Alcancei a carteira em meu bolso. O garçom de passos leves não me surpreendeu dessa vez.
— Sua conta. — Ele depositou um volume sobre a mesa, mas não me dignei a investigar o seu conteúdo somente para descobrir que se tratava de mais um papel não acessível.
— Débito. — Entreguei meu cartão para ele.
— Espere. — Sheila o interrompeu. — Divida a conta, cobre metade nesse cartão. No débito.
— Não, cobre tudo no meu cartão. — Eu a impedi. — Faço questão.
— Gustavo...
— Por favor, Sheila. — Não pude conter o suspiro aborrecido que me escapou dos pulmões.
— Está bem... — ela concordou, contrariada.
***
O frescor da noite fez meus músculos relaxarem um pouco, me deu novas forças para superar o jantar e tentar salvar o nosso encontro.
— Então, quer esticar a noite? Talvez tomar um drinque em algum lugar mais intimista? — perguntei a Sheila enquanto aguardávamos o táxi chegar.
— Se esse tal lugar intimista for o seu apartamento, eu aceito.
— É meu lugar intimista favorito. — Disfarcei minha incerteza.
"Tudo com a Sheila acontece de forma tão fácil. Será que ela age assim com todos ou só está curiosa sobre como é se relacionar com um cego? As malditas histórias sobre nossas supostas grandes habilidades táteis podem criar muitas quimeras em mentes férteis... Talvez devesse tocar nesse assunto com ela, mas ela poderá se ofender. Ou talvez possa deixar isso pra lá e correr o risco de, porventura, não corresponder às suas expectativas."
***
A recepção do meu prédio estava silenciosa, a não ser por um rádio com o volume baixo.

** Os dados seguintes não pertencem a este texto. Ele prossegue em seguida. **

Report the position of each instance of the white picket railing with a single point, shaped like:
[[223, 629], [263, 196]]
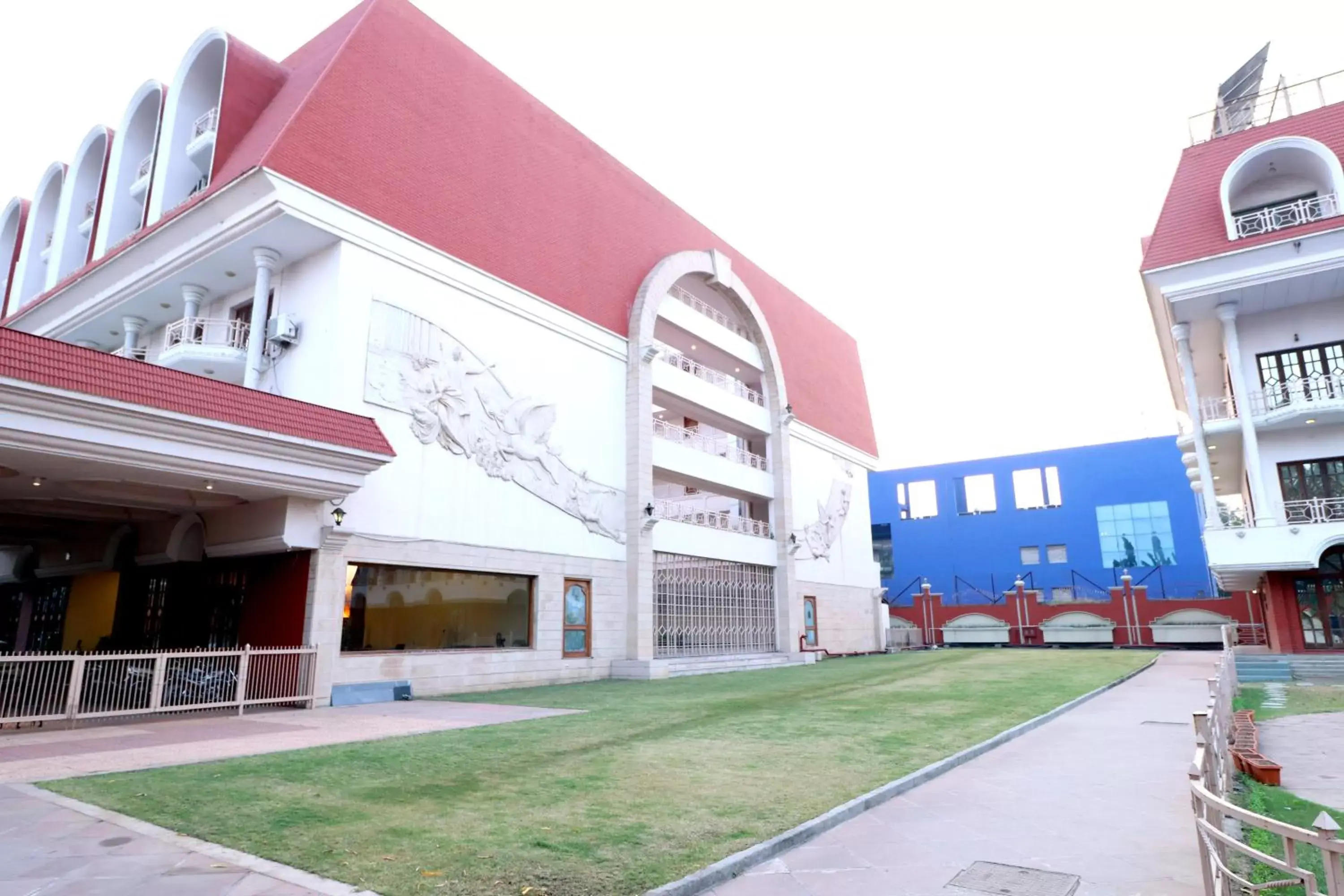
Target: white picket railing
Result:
[[50, 687], [721, 445]]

— Boa noite, João — eu o cumprimentei sem deter o passo.
— Boa noite, seu Gustavo — ele respondeu, desinteressado, sem tentar prolongar a conversa.
Tim!
Entramos no elevador, apertei a botão do andar, o silêncio nos dominou até que a porta deslizou.
— Seria muita ousadia minha se roubasse um beijo seu agora? — Sheila me perguntou.
— Não — respondi, ainda indeciso com os rumos das coisas.
Sua boca cobriu a minha de maneira exigente, sem dar chance ao habitual primeiro beijo tímido. Ela me empurrou contra a parede e se prensou contra mim.
"É tarde demais para questionamentos, será muito pior se a parar agora. Não resta dúvida de que está dando tudo de si para me seduzir."
A porta do elevador abriu. Saímos ainda agarrados, peguei as chaves em meu bolso sem a soltar, mas Sheila as tomou de mim.
— Qual é a porta? — ela ofegou.
— Doze — respondi sem deter os passos que a levavam comigo para o lugar certo.
Sheila abriu a porta, nos puxou para dentro e só empurrou a madeira de volta, sem se preocupar em trancar.
— Seu quarto? — ela me pediu.
Em vez de responder, a levei comigo enquanto a beijava exatamente no ritmo que ela ditava. Sheila arrancou as minhas roupas pelo caminho e grande parte das suas, me empurrou sobre a cama e se deitou sobre mim. Suas mãos impacientes guiaram as minhas, sem nunca me deixar explorar o seu corpo livremente. O excesso de carne transbordava de minhas palmas, e tudo que ouvi sobre ela finalmente ganhou forma. Os cabelos volumosos caíram ao meu redor, e me entreguei sem receios, esquecido do mundo.